A dining room table. Finally! We’ve been living with the same wobbly IKEA breakfast table (barely seats four, uncomfortably) for nearly seven years now. (Or eight? How long have I been married, again?) We’ve wanted a real dining table for so long that Josh was totally positive when I told him how we were going to spend our Thursday evening. Not one mutter about “dumpster diving”.
This is an awesome find. It’s vaguely shaker-ish, sort of similar to the tapered-leg look of what I had been going to build. I haven’t seen it completely assembled yet, so I don’t know if I might want to reshape the legs just a bit or if they’re ok as-is.
It’s kind of an oval with straight, cut-off ends. By itself it will easily sit four or a cozy six. But get this: it came with THREE extra panels! With them all in place, we could seat twelve. Heck, I’ve always wanted to throw big dinner parties!
I’ve definitely got my work cut out for me. The top is very damaged, not just from bonks and cuts and markers and nail polish, but from sun damage to the areas where the finish had worn off long ago. So even after I sanded the remaining finish off, it still looks uneven and splotchy because of sun-bleaching. (I hadn’t yet started working on it in the picture below).
I’ve been sanding the finish off because I can’t use refinisher in the basement (enclosed space, fumes, plus our central air is in the basement so I’d be poisoning my child upstairs) but the table is SO heavy that we can’t easily move it up and down the stairs. But I’ve begun to fear that it’s actually a veneer, and I don’t want to sand right through it, so I may not have a choice but to lug it up to the garage. But I don’t know how to tell for sure if it’s a veneer or not – the table is so heavy that I was sure at first that it was solid wood.

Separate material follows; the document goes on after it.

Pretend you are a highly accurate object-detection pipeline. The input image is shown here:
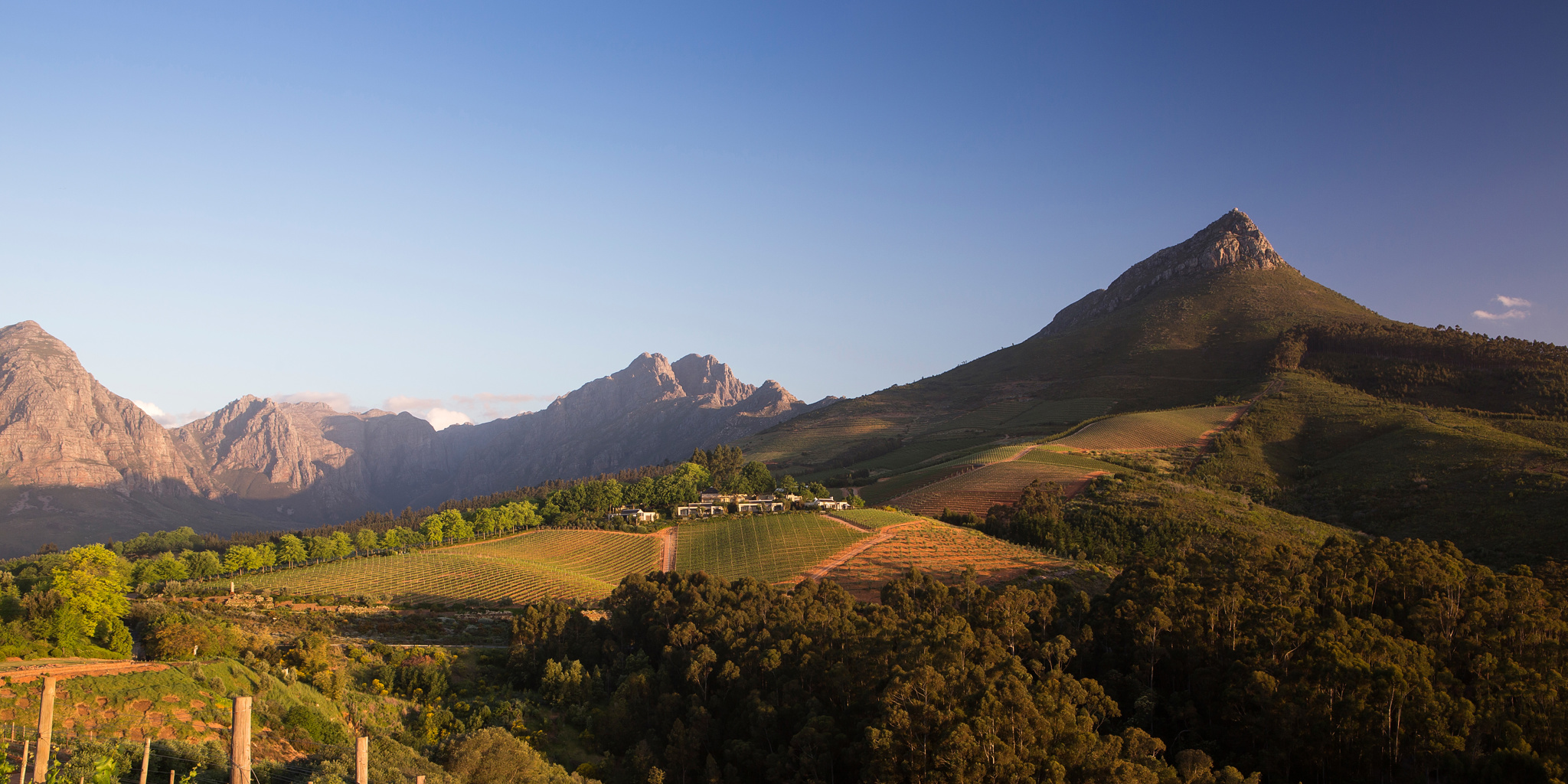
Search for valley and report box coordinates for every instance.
[0,211,1568,784]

Heck, I don’t even know what kind of wood/veneer it is. The grain doesn’t look like oak to me, and it’s so heavy that my first thought was teak or mahogany. But I really have no idea.
I did carry up two of the three and apply refinisher to them in the garage tonight. Surprisingly, the wood was a similar red-brown after the shiny came off. A bunch of dark stain came off too, or at least the refinishing liquid got darker and darker, but the wood seems to have stayed about the same color no matter how often I refreshed and reapplied the refinisher. But I don’t know if the wood is dark because that’s how it is, or because I haven’t gotten the stain out of its pores yet. (…Does refinisher even get down into the wood pores? Or is it just for taking off the shiny stuff on top? I found a bottle of “wood bleach” in the basement…. would that get the dark out of the wood? Is that what it’s for?) Will I end up having to stain the whole table dark again to hide the whiter splotches on the ends? Or am I destined to own a dining room table that resembles a Jersey cow?
I’ve never done this kind of thing before. What an adventure. (Why are all my adventures so…. daunting?)
And oh, I should have mentioned – it didn’t come with any chairs, so I’ll have to build some. …and that’s the sound of yet another project getting in line. Whew!